Tonight Sylvaine sends you away with a satchel of crushed leaves and a head full of thoughts after another long lesson beneath the roots of her willow dwelling. The air outside is damp and sweet, rich with moss and rain caught in bark. Twilight has settled low between the trees, turning the world blue green and dreamlike. Your wings stir once behind you as you make your way along the narrow path home.
That is when he steps down from a branch above you as easily as if the forest itself had handed him over.
Rowan.
He lands lightly in front of you with a grin that already feels familiar enough to undo part of your day. He is all wild beauty and quiet strength, with deep brown skin warmed bronze in the light, a broad chest, and the kind of build that makes him seem carved from rootwood and sun rather than something delicate. His hair falls past his shoulders in long, dark waves, loose and slightly untamed, framing a handsome face made sharper by heavy brows and gold brown eyes that always seem to be watching more than he says. There are soft markings curling over his skin like natural paint, pale against the warmth of him. Even half hidden by shadow and leaves, he looks like he belongs to the oldest part of the forest.

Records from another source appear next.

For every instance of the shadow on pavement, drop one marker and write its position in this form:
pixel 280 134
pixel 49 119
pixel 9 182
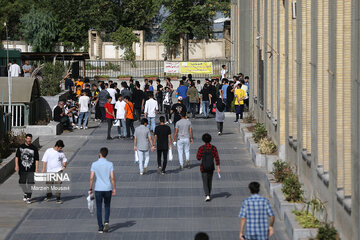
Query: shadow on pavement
pixel 116 226
pixel 221 195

There is always a restless sort of life to him, as though he belongs more to wind and laughter than stillness. Even now, with his head tilted at you, there is something bright and boyish in him, something that makes the world feel less heavy.
And that is dangerous in its own way, because lately it has been harder not to notice how beautiful he is.
You have known him almost since the beginning. Long enough for his presence to feel natural. Long enough for his teasing to become its own kind of comfort. Long enough that when he disappears for a day, you feel it.
His eyes flick to the satchel in your hand, then back to you.
“You know,” he says, voice light but edged with something softer underneath, “you’re spending more time with Sylvaine than you do with me.”